One big reason for this lack of sophistication and smarts is that we don’t engage in dialogue except on rare Websites that have civil discourse or at a town meeting.  A lot of USAians talk amongst people who they agree with rather than at “a town meeting” or cafe or watering hole where one must look neighbors in the face and try to make a point and to try to see their point.  The French, on the other hand,  have their cafe society. They do their duty as citizens by talking “politics”. (“Politics” is a discussion, not a shouting match, of the way we wish to live our lives and what we enjoy and what gives our lives meaning.  It has little to do with our politicians who seem to not have a clue or simply not care what the polis is or wants.). The French leave work and go out to a cafe and argue about life and art. They engage in conversation and often use dialectics in search of clues to the mysteries of life. Or at least that’s the way it used to be.  When I was in grad school at the University of Michigan, after play rehearsal we would go to a bar, order pitchers of beer and discuss how we would save the world through art.  When I did Off-Off Broadway theater in New York City, we would adjourn to an Irish pub around the corner from the theater and argue about the choices our characters should make.  We loved to look at all the angles and the contradictions.

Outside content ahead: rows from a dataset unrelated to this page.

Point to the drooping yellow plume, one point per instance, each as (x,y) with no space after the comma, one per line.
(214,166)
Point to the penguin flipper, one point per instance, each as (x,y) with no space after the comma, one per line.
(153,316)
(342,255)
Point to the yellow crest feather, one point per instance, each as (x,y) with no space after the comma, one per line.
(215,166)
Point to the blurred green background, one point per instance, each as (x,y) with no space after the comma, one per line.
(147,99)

But somewhere along the line those personal confrontations became fewer and fewer and didn’t seem to translate into our public lives as citizens.  Historian Christopher Lasch in his book “Revolt of the Elites and the Betrayal of Democracy” has a chapter called “The Lost Art of Argument”.  In it he writes that “what Democracy requires is vigorous public debate, not information.  Yes, we do need information, but information that is “generated only be debate.”  So he kind of takes the “information revolution” and turns it on its head.  Information in and of itself is worthless without being debated.  “Information , usually seen as the pre-condition of debate is better understood as a by-product.”

And how do we gather these clues to the mysteries of life?  By asking questions.  We try to have what Suzuki calls “the beginner’s mind that is not a closed mind.”  We take our ideas and subject them to somebody else’s arguments.  If we passionately engage with an eagerness to learn, we may instead of changing somebody else’s mind find that we have changed our mind.  So we  must listen carefully and be willing to challenge our own beliefs and to say “Maybe what I believe may be wrong.”  How exciting and far less dull than passively taking in information from some newspaper or from some pundit.

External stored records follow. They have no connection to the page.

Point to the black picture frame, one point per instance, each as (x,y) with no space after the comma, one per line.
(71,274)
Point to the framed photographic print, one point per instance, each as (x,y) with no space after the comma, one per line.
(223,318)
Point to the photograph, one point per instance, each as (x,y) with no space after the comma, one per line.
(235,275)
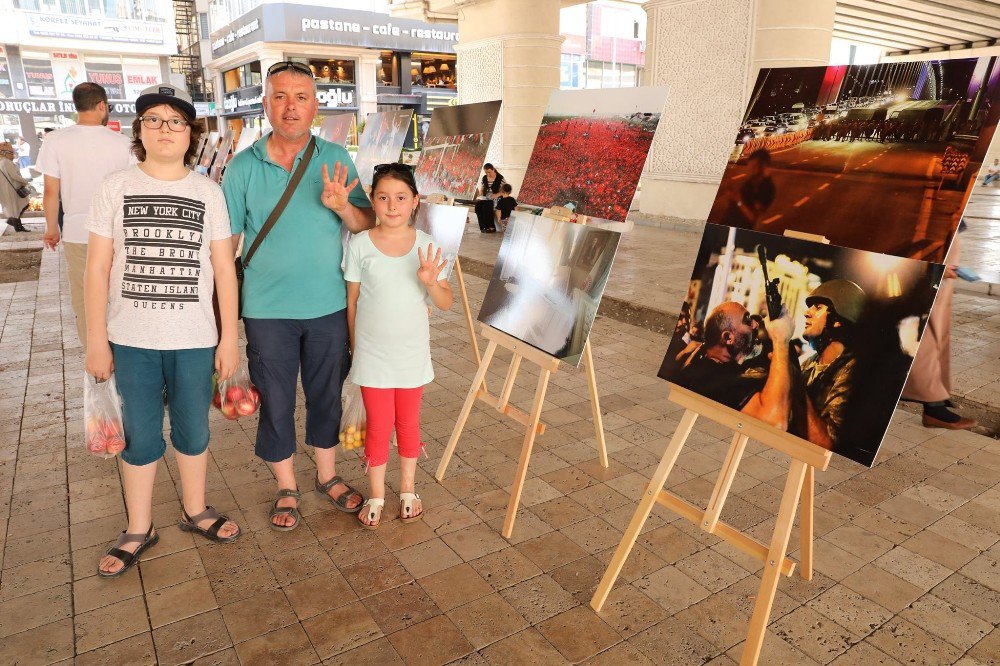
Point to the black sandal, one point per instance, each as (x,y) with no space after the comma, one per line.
(128,559)
(190,524)
(341,500)
(292,511)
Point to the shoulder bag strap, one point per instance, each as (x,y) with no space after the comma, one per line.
(286,195)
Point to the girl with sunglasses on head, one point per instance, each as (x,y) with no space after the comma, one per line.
(392,272)
(159,246)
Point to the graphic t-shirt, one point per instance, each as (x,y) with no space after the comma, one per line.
(161,276)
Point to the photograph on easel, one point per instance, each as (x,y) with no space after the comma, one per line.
(455,148)
(221,157)
(809,338)
(336,128)
(591,149)
(447,225)
(548,282)
(208,153)
(381,141)
(875,157)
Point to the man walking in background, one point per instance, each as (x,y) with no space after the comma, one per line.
(74,161)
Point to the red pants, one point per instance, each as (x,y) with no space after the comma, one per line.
(388,408)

Lasch gives a shout out to the social historian Ray Oldenburg’s “The Great Good Place” and with Oldenburg mourns the passing of the local watering hole, the cafe, the hair salon, the soda fountain steps and other places between work and home where conversations used to flourish.  These were places like the soda fountain steps  where kids listened to their fathers debate a local policy with vigor and good-hearted disagreement.  Those places where professions mingled as equals are hard to find in the suburbs, but they still exist in small towns and big cities.  I was lucky to spend the last twenty years in a small town where wisdom came from caring for cows and not from a book.  It came from stories and tall tales told with gusto like the one about a cowboy being out lost in the cold with only two dogs for a Three Dog Night.

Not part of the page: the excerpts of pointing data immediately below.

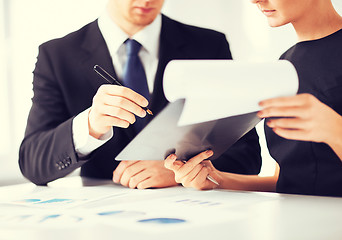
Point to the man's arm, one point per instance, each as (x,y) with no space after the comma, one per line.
(47,151)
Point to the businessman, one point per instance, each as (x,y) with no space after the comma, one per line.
(76,120)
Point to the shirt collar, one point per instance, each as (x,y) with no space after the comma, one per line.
(114,36)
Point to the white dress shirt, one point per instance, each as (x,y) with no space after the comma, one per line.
(114,37)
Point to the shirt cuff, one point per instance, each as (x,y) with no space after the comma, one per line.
(83,142)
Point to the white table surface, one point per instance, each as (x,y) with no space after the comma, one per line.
(207,214)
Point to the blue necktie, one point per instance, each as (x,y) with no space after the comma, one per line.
(134,75)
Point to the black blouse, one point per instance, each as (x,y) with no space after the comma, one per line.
(309,167)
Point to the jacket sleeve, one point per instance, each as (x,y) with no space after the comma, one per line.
(47,150)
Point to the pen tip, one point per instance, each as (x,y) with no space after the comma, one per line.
(149,111)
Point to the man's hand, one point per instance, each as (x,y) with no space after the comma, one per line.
(193,173)
(114,106)
(143,174)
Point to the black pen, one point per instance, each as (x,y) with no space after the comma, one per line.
(110,79)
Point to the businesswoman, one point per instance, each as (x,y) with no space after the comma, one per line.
(303,132)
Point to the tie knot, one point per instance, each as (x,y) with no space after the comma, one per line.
(132,47)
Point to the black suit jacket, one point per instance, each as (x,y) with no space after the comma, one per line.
(64,84)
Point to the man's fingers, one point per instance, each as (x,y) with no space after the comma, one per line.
(190,164)
(117,174)
(123,103)
(124,92)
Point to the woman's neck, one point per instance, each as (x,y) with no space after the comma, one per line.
(321,22)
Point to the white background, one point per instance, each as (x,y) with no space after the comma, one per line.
(26,24)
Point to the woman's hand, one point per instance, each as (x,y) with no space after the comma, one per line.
(302,117)
(194,172)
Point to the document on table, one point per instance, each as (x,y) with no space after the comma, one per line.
(150,210)
(213,103)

Democracy dies if we hide in cul de sacs furtively taking anxiety meds as we peer out of the drawn blinds or retreat to cocktail parties where everybody is of the same class and tows the same party line.    So I suggest this year that you get out and find a Cheers bar in your neighborhood and strike up a conversation with somebody who may see things differently  than you do.  If you don’t have one of those, then go to the nearest town that has one and adopt it as your own.  And for heaven’s sake don’t get your information from a newspaper.  You can get your questions there though.  But also think about this. There may be no answers anyway, only clues.